What do you want to be when you grow up? An eighteen-year-old's perspective.

(I have been nudging my eighteen-year-old daughter, Grady Jane Woodfin, to enter the blogging fray for quite a while now. Here’s why. Stephen Woodfin.)

 What do you want to be?

I’m always thoroughly impressed when someone tells me what they want to be, and they know that without a doubt that is going to keep them happy for as long as they live.  I’ve never been able to do that.

I change what I want to do with my life at least once a week.

In the past few months, I’ve pondered being an Astronomer and dedicating my life to exploring the last frontier we have left.  I thought about writing books, but I figured I could write books on the side of any career and be just as unappreciated as the next author.  I wanted to be a musician, but then again what teenager doesn’t want to be that?  I wanted to work for the United Nations and help reduce the lack of access to primary education.  There was also a brief commitment to zombie slaying, but I decided to save that for when the actual apocalypse is upon us.

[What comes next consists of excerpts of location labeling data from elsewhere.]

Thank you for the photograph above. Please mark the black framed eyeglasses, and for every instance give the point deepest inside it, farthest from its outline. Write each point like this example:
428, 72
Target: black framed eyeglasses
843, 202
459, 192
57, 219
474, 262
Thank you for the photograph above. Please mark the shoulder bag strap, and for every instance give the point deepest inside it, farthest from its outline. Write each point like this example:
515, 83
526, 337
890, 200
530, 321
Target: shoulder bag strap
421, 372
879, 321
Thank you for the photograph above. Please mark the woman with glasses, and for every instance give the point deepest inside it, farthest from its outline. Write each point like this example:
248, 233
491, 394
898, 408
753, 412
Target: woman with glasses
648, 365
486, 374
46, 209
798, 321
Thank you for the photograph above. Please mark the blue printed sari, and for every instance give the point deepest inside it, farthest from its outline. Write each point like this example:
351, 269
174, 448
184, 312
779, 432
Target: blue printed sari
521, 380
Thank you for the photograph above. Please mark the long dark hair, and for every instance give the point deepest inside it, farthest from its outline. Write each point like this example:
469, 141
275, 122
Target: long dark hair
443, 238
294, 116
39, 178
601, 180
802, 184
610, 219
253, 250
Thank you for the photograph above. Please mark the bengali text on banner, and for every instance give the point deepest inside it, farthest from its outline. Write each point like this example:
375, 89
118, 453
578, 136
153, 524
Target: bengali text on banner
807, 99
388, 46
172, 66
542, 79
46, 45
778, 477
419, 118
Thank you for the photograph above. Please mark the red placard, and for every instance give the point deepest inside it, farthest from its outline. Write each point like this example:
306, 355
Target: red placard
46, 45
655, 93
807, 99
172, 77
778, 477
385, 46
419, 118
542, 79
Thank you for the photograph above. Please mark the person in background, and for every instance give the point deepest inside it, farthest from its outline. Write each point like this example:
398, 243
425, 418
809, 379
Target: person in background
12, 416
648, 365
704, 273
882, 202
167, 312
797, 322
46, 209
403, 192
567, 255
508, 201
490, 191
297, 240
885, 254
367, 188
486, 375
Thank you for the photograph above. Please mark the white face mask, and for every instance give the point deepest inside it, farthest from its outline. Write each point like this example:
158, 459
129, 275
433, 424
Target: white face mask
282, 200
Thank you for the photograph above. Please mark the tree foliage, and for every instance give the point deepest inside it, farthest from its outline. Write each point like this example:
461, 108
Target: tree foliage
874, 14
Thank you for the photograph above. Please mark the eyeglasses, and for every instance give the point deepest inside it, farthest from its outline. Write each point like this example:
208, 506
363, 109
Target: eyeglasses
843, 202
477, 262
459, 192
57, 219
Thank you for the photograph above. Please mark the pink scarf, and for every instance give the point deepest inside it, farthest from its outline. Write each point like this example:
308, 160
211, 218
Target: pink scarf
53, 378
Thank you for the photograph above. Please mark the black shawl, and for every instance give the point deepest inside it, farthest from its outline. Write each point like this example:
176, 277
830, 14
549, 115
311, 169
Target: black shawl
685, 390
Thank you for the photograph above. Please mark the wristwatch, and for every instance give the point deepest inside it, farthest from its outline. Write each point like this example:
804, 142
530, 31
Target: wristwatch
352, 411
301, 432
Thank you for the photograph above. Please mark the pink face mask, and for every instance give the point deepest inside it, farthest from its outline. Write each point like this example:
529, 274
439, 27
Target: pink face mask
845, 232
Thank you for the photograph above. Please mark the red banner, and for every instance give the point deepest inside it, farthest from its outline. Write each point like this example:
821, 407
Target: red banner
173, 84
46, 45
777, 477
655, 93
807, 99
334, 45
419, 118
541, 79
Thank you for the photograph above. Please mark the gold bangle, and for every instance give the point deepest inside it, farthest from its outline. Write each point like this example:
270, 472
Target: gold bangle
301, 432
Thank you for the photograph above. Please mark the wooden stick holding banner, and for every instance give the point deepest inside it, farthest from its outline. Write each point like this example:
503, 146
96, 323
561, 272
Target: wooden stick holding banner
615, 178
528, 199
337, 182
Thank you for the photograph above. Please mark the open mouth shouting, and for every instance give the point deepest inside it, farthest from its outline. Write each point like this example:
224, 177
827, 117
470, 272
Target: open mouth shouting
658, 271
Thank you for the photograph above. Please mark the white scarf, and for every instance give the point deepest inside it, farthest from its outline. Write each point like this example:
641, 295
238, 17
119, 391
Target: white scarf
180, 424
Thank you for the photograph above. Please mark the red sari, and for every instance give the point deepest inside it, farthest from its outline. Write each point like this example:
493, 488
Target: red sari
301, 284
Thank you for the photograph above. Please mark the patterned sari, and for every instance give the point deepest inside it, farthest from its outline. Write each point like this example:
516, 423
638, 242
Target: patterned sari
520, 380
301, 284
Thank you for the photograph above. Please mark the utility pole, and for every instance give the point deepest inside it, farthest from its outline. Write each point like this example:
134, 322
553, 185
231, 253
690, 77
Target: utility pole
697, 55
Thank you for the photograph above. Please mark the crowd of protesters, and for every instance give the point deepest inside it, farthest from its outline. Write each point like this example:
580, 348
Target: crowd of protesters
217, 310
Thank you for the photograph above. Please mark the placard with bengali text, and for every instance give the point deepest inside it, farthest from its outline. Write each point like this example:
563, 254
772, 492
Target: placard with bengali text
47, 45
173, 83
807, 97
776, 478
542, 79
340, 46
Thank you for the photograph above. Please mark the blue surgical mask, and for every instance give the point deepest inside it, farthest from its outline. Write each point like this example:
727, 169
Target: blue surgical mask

I flirted with the idea of being President of the United States of America… Actually, I will be president one day, but that’s much further along in my life.

Up until yesterday, I was set on getting a double major in Music and Film making.  I would then write beautiful music for movies on the big screen.

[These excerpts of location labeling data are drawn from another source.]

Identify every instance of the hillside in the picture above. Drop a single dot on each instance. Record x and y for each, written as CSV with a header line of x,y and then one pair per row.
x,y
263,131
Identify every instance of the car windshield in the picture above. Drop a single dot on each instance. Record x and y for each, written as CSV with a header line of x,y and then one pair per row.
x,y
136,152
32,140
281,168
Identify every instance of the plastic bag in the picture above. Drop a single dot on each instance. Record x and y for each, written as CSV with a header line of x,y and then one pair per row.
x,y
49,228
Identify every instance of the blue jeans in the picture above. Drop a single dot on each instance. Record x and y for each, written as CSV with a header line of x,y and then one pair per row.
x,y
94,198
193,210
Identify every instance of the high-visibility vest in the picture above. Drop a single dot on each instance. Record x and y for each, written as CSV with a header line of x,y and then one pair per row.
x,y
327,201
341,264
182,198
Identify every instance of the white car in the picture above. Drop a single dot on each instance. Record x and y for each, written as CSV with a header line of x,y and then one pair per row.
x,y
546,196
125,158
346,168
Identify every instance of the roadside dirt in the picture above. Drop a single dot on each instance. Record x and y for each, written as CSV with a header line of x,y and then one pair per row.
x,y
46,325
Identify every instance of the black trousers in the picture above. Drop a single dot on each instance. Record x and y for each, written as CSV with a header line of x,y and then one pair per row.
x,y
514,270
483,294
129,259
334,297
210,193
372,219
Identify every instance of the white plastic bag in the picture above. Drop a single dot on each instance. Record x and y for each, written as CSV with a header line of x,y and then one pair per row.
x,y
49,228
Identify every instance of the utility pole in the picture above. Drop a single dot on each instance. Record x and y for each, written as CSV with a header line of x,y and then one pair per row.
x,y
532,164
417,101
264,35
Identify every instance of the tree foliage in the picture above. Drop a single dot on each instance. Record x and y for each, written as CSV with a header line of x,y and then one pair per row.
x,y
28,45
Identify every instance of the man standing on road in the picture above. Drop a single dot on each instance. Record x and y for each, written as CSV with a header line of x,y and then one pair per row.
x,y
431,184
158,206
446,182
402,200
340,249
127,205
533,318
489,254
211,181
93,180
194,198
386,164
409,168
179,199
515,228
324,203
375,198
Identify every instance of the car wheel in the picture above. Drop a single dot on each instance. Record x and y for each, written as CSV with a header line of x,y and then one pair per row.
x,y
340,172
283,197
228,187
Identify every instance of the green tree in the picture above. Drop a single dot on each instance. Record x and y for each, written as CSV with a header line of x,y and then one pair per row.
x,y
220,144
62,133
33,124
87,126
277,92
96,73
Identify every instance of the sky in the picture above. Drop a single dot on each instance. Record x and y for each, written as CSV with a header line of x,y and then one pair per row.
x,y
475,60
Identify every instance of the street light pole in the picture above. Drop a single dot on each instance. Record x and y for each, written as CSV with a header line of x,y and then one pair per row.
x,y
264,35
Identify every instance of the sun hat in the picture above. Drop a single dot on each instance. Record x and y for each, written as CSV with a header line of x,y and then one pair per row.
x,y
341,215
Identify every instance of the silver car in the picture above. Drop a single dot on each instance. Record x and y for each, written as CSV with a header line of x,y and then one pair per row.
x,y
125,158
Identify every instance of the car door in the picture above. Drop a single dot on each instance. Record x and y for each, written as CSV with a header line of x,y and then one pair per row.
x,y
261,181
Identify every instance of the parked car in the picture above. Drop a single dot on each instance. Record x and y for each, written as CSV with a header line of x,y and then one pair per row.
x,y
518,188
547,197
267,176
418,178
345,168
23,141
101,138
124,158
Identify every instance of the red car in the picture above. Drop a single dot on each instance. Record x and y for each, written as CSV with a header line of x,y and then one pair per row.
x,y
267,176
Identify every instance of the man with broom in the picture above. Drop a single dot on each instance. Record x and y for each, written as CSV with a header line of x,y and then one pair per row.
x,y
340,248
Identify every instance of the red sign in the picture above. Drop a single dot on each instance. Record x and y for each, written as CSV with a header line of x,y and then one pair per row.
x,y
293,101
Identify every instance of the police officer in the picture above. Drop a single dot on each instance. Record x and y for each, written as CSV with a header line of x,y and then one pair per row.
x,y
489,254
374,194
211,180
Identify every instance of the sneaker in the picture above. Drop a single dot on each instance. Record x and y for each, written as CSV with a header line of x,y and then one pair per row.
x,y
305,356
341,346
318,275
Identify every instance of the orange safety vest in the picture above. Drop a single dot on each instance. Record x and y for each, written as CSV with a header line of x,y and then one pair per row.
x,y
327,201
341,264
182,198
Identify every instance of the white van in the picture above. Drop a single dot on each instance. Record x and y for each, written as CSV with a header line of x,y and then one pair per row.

But yesterday I was sitting with my parents at lunch while an old couple sat nearby.  When the couple got up to leave, my father joked with them lightheartedly which they enjoyed.  The lady laughed and admitted it was her eighty-second birthday.  She also mentioned that she had Alzheimer’s.  She said that she could physically do anything a 40 year old could do, but her mind was just giving out on her.

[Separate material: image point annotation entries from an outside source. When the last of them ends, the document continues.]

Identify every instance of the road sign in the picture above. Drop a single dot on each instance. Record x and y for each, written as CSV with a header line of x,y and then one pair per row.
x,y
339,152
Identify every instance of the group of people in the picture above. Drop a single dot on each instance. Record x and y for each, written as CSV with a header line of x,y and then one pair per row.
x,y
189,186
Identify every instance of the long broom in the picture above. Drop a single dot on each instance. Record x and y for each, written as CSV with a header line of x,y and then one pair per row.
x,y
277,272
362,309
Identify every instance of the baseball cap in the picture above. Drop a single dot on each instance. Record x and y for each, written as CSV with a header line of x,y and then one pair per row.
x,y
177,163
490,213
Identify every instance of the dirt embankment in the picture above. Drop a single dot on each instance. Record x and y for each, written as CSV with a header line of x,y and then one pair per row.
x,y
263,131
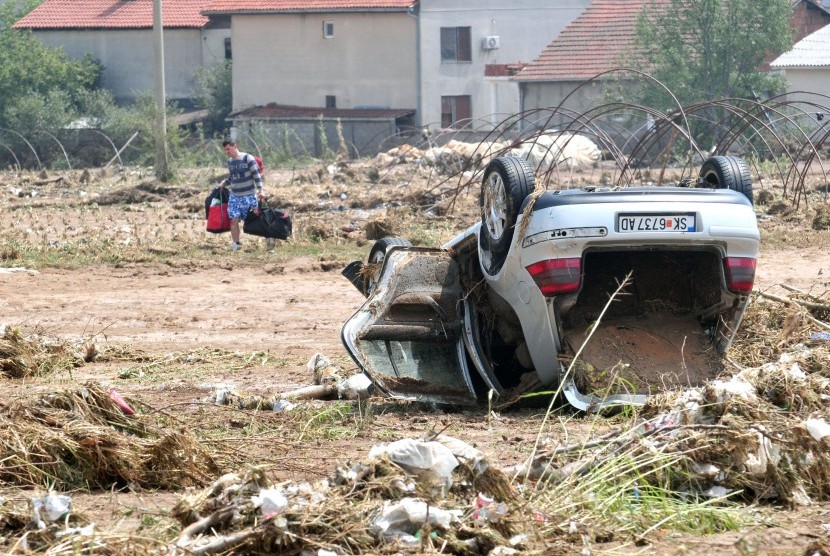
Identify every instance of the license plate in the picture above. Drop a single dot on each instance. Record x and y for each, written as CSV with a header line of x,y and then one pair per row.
x,y
633,223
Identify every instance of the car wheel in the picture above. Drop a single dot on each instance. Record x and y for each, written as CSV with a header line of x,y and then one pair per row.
x,y
376,257
727,172
507,182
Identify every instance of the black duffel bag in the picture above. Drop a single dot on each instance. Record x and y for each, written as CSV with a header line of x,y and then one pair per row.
x,y
265,221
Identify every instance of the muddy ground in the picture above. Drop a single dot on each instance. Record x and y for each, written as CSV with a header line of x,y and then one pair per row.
x,y
284,306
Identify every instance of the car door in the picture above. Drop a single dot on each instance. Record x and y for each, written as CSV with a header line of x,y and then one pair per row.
x,y
408,336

As the couple left the restaurant, I was reminded of all of the good people I had known who had lost their minds to Alzheimer’s and how furious it made me.  Thus, my future plans changed again.  Now I am dedicated to finding a cure for Alzheimer’s.

What blows my mind the most is that so many people are satisfied with what they do, when most of us never do something to be truly proud of.  Teenagers are so absorbed in being cool and in love, that they lose sight that the whole world is sitting right in front of them, just waiting for them to change it.  And then as people grow up, they give up on their dreams and they settle with not doing what they really wanted to contribute to the world.

I don’t want to live a life of regrets.  I don’t want to find myself 70 years down the road and have nothing to show for it.

I want to change the world, and I want to inspire others to change the world.  I want to start a revolution where people are inspired enough to actually follow and achieve their life-long dreams.

I want to find a cure for Alzheimer’s, discover a new planet, and make beautiful music that brings people to tears.  I want to be the first female president of the United States.  I want to stop any kind of discrimination.  I want to create a world of peace.  I want to be and do all these things before I die.

It’s never too early or too late to follow your dreams.

So, I’ll leave you with this… What do you want to be when you grow up?